# Spring Break! In Fairbanks?



## scott_rn (Sep 11, 2007)

My kid had spring break last week. Instead of going somewhere warm like we did when I was a kid (like St. George or Southern California), we drove to Fairbanks. :shock: 
Low temps were -15, high temps in the upper teens.

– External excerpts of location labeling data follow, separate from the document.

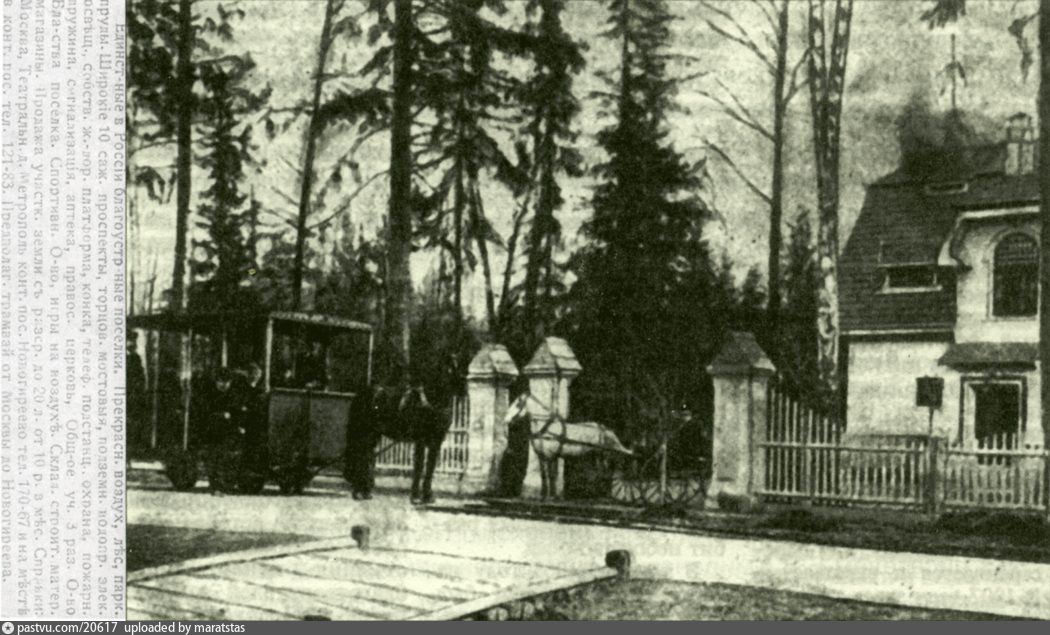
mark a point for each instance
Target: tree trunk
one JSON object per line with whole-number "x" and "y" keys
{"x": 184, "y": 141}
{"x": 541, "y": 225}
{"x": 776, "y": 195}
{"x": 398, "y": 318}
{"x": 308, "y": 160}
{"x": 1044, "y": 176}
{"x": 478, "y": 212}
{"x": 826, "y": 72}
{"x": 458, "y": 199}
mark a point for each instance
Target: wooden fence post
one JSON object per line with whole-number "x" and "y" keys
{"x": 932, "y": 477}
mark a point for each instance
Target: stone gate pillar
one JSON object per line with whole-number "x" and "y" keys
{"x": 488, "y": 381}
{"x": 550, "y": 373}
{"x": 740, "y": 373}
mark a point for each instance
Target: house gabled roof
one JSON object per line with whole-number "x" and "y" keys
{"x": 906, "y": 220}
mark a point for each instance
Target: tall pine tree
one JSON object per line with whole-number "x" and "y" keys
{"x": 646, "y": 280}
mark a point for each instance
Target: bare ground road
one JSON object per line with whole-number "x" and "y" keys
{"x": 933, "y": 581}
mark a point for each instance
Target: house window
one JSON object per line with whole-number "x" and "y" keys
{"x": 910, "y": 278}
{"x": 998, "y": 419}
{"x": 1015, "y": 291}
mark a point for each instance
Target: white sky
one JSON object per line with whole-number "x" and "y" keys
{"x": 891, "y": 56}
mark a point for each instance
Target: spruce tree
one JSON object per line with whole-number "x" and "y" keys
{"x": 646, "y": 294}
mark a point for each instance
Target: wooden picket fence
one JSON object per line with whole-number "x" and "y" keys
{"x": 809, "y": 458}
{"x": 397, "y": 457}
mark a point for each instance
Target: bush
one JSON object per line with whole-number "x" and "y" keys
{"x": 800, "y": 520}
{"x": 1023, "y": 529}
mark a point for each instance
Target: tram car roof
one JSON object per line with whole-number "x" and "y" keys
{"x": 206, "y": 321}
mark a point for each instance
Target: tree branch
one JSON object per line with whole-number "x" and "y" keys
{"x": 768, "y": 8}
{"x": 741, "y": 37}
{"x": 739, "y": 112}
{"x": 350, "y": 199}
{"x": 793, "y": 84}
{"x": 747, "y": 181}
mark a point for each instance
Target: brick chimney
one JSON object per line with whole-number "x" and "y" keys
{"x": 1020, "y": 145}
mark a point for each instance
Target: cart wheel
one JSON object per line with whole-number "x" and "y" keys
{"x": 252, "y": 484}
{"x": 181, "y": 468}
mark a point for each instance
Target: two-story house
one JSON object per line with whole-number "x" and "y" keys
{"x": 940, "y": 278}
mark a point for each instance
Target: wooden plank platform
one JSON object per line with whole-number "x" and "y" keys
{"x": 337, "y": 579}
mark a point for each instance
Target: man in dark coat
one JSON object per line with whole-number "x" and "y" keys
{"x": 363, "y": 432}
{"x": 221, "y": 422}
{"x": 139, "y": 431}
{"x": 252, "y": 420}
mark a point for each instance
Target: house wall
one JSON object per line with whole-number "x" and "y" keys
{"x": 882, "y": 392}
{"x": 975, "y": 322}
{"x": 882, "y": 388}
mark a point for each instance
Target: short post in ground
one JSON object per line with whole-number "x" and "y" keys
{"x": 360, "y": 534}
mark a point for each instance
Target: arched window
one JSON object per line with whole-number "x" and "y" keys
{"x": 1016, "y": 277}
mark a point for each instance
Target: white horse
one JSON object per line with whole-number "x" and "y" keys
{"x": 553, "y": 438}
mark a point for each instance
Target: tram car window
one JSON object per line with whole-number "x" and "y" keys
{"x": 349, "y": 361}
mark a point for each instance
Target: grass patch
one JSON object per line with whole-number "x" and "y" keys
{"x": 1020, "y": 529}
{"x": 991, "y": 535}
{"x": 154, "y": 545}
{"x": 800, "y": 520}
{"x": 665, "y": 599}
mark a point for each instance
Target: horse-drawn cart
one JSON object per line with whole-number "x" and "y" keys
{"x": 298, "y": 376}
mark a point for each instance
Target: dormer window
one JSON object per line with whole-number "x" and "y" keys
{"x": 943, "y": 189}
{"x": 910, "y": 278}
{"x": 1015, "y": 284}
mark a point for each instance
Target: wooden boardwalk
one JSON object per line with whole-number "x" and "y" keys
{"x": 338, "y": 579}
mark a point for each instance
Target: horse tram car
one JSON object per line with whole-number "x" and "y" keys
{"x": 255, "y": 398}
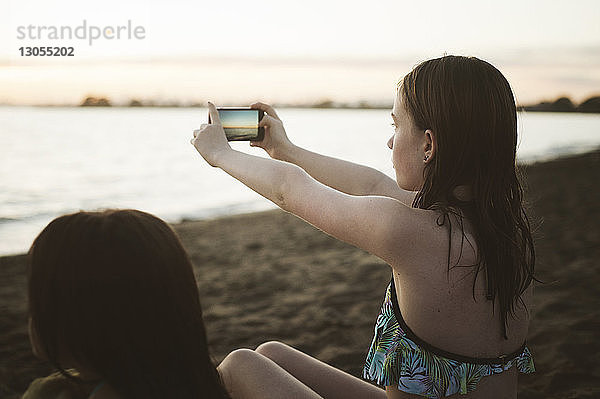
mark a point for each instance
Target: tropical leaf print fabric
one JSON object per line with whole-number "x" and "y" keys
{"x": 395, "y": 359}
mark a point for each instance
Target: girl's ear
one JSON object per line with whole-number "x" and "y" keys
{"x": 430, "y": 145}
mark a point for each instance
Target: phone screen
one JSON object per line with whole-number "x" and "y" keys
{"x": 241, "y": 124}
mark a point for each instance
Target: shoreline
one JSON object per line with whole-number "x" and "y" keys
{"x": 270, "y": 276}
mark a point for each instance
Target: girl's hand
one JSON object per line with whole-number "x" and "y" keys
{"x": 275, "y": 142}
{"x": 210, "y": 139}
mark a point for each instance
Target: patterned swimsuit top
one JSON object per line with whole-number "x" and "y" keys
{"x": 398, "y": 357}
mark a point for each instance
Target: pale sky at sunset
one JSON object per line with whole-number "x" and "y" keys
{"x": 295, "y": 51}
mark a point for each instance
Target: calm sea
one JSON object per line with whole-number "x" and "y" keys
{"x": 59, "y": 160}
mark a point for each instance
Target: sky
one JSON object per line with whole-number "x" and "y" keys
{"x": 290, "y": 52}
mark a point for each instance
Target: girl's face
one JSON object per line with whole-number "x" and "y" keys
{"x": 409, "y": 146}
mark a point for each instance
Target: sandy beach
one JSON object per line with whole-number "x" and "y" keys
{"x": 271, "y": 276}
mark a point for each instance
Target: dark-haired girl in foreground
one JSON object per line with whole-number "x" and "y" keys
{"x": 114, "y": 307}
{"x": 454, "y": 319}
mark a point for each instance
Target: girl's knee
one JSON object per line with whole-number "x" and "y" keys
{"x": 239, "y": 358}
{"x": 272, "y": 349}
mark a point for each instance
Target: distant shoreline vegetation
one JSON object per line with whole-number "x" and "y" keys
{"x": 562, "y": 104}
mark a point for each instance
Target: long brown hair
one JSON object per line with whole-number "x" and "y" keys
{"x": 115, "y": 292}
{"x": 470, "y": 107}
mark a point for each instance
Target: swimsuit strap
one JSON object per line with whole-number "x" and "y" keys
{"x": 503, "y": 359}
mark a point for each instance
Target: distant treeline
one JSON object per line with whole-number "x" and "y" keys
{"x": 563, "y": 104}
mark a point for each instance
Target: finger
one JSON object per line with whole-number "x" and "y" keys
{"x": 214, "y": 114}
{"x": 267, "y": 121}
{"x": 265, "y": 107}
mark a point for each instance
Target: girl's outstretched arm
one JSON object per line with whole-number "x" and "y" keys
{"x": 381, "y": 225}
{"x": 348, "y": 177}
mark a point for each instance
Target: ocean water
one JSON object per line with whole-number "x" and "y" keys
{"x": 59, "y": 160}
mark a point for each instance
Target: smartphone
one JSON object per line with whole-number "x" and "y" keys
{"x": 241, "y": 123}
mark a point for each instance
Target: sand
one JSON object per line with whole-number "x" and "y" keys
{"x": 270, "y": 276}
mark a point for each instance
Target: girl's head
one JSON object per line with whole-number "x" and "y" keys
{"x": 113, "y": 294}
{"x": 457, "y": 127}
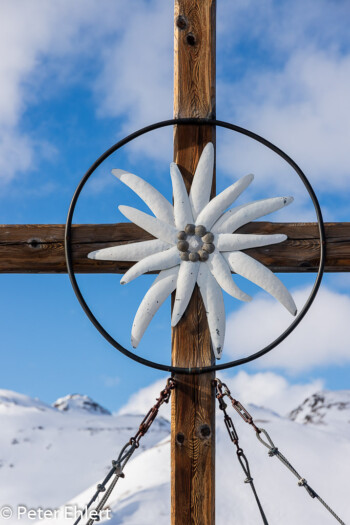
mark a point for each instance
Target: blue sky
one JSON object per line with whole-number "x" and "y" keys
{"x": 78, "y": 78}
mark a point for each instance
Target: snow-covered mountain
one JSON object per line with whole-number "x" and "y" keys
{"x": 324, "y": 408}
{"x": 52, "y": 457}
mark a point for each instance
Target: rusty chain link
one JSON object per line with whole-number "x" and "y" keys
{"x": 220, "y": 394}
{"x": 125, "y": 454}
{"x": 223, "y": 390}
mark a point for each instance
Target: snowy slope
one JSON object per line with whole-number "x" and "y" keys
{"x": 324, "y": 408}
{"x": 82, "y": 445}
{"x": 48, "y": 455}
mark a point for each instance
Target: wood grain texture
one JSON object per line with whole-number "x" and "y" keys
{"x": 39, "y": 248}
{"x": 193, "y": 401}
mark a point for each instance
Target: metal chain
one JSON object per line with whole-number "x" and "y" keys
{"x": 273, "y": 450}
{"x": 124, "y": 456}
{"x": 234, "y": 438}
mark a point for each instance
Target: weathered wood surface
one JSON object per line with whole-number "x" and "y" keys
{"x": 39, "y": 248}
{"x": 193, "y": 401}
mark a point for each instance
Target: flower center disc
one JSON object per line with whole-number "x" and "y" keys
{"x": 195, "y": 243}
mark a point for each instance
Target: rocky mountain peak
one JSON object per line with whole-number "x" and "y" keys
{"x": 323, "y": 408}
{"x": 80, "y": 403}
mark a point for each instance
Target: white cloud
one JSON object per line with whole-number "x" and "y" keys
{"x": 270, "y": 390}
{"x": 292, "y": 89}
{"x": 320, "y": 340}
{"x": 266, "y": 389}
{"x": 305, "y": 109}
{"x": 47, "y": 55}
{"x": 137, "y": 78}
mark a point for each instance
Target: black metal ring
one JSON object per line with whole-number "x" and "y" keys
{"x": 199, "y": 122}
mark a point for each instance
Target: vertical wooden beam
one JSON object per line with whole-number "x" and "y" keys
{"x": 193, "y": 402}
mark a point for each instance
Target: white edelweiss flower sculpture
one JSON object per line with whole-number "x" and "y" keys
{"x": 195, "y": 243}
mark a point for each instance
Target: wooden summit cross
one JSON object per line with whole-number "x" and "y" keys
{"x": 40, "y": 249}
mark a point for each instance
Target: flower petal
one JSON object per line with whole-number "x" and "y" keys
{"x": 234, "y": 219}
{"x": 156, "y": 202}
{"x": 130, "y": 252}
{"x": 214, "y": 306}
{"x": 182, "y": 208}
{"x": 228, "y": 242}
{"x": 202, "y": 181}
{"x": 159, "y": 229}
{"x": 257, "y": 273}
{"x": 221, "y": 271}
{"x": 161, "y": 288}
{"x": 185, "y": 284}
{"x": 157, "y": 261}
{"x": 216, "y": 207}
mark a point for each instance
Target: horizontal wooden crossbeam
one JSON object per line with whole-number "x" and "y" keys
{"x": 39, "y": 248}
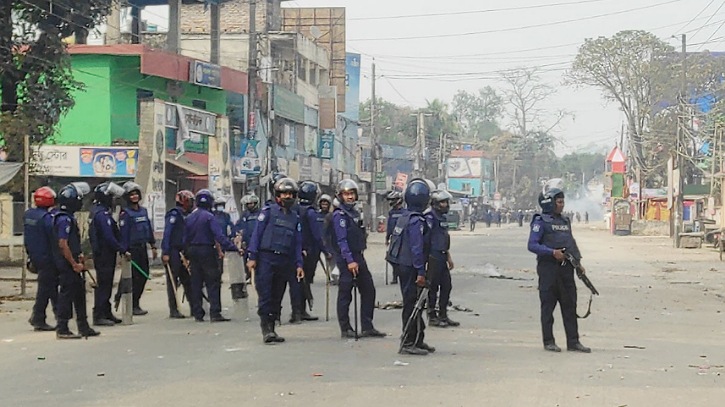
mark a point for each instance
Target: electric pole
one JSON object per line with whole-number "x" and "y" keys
{"x": 679, "y": 150}
{"x": 373, "y": 154}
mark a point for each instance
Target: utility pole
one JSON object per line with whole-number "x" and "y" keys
{"x": 252, "y": 72}
{"x": 373, "y": 155}
{"x": 679, "y": 150}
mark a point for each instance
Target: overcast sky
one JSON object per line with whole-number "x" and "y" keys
{"x": 543, "y": 33}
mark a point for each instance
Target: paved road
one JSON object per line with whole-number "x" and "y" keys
{"x": 664, "y": 301}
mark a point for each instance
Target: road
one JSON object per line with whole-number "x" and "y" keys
{"x": 656, "y": 333}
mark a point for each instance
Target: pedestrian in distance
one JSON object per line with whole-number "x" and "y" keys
{"x": 172, "y": 247}
{"x": 550, "y": 237}
{"x": 395, "y": 201}
{"x": 105, "y": 238}
{"x": 38, "y": 238}
{"x": 70, "y": 262}
{"x": 203, "y": 234}
{"x": 440, "y": 262}
{"x": 408, "y": 252}
{"x": 275, "y": 254}
{"x": 348, "y": 244}
{"x": 136, "y": 235}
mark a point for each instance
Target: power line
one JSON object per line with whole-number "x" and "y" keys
{"x": 458, "y": 13}
{"x": 516, "y": 28}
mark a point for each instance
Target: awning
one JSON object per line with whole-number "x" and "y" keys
{"x": 188, "y": 166}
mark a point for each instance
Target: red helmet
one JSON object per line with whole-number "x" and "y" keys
{"x": 44, "y": 197}
{"x": 185, "y": 199}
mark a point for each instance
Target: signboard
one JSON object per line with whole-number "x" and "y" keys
{"x": 250, "y": 162}
{"x": 75, "y": 161}
{"x": 325, "y": 148}
{"x": 205, "y": 74}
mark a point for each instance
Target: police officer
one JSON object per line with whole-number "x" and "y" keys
{"x": 408, "y": 253}
{"x": 348, "y": 244}
{"x": 105, "y": 243}
{"x": 245, "y": 227}
{"x": 136, "y": 234}
{"x": 203, "y": 234}
{"x": 275, "y": 252}
{"x": 312, "y": 245}
{"x": 550, "y": 237}
{"x": 395, "y": 200}
{"x": 172, "y": 245}
{"x": 38, "y": 240}
{"x": 69, "y": 261}
{"x": 440, "y": 262}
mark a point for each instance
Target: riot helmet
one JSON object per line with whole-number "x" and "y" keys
{"x": 547, "y": 200}
{"x": 308, "y": 192}
{"x": 417, "y": 195}
{"x": 132, "y": 192}
{"x": 70, "y": 198}
{"x": 347, "y": 185}
{"x": 105, "y": 192}
{"x": 185, "y": 199}
{"x": 282, "y": 186}
{"x": 439, "y": 197}
{"x": 273, "y": 178}
{"x": 204, "y": 199}
{"x": 44, "y": 197}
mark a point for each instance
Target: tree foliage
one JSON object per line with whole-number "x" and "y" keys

We went to check out Ice Alaska, the world ice art championships, and loved it. I haven't had time to look through all our photos yet, but here are a few.
http://www.icealaska.com/


----------



## NHS (Sep 7, 2007)

You DROVE to Fairbanks?? :shock: 

How long did that take?


----------



## scott_rn (Sep 11, 2007)

NHS said:


> You DROVE to Fairbanks?? :shock:
> 
> How long did that take?


Sorry, I should have prefaced that - I moved my family to Wasilla about a year and a half ago, so it was 6 hours. About like Salt Lake to Vegas, minus the sandstone


----------



## Briar Patch (Feb 1, 2010)

Holy cow! Checked out that website ....amazing! Unbelievable what those folks can do! Woulda definitely been worth a 6 hour drive in my book!


----------



## cliff spab (Dec 5, 2010)

ice festival would have been fun to go to


----------



## Moose Hollow (Apr 26, 2008)

That is so cool thanks for sharing.


----------



## holman927 (Sep 28, 2007)

Fairbanks is a cool little town. I drove there in 03. Took 5 days to get there, but only 4 to get home. Came home in January so we missed the ice show.


----------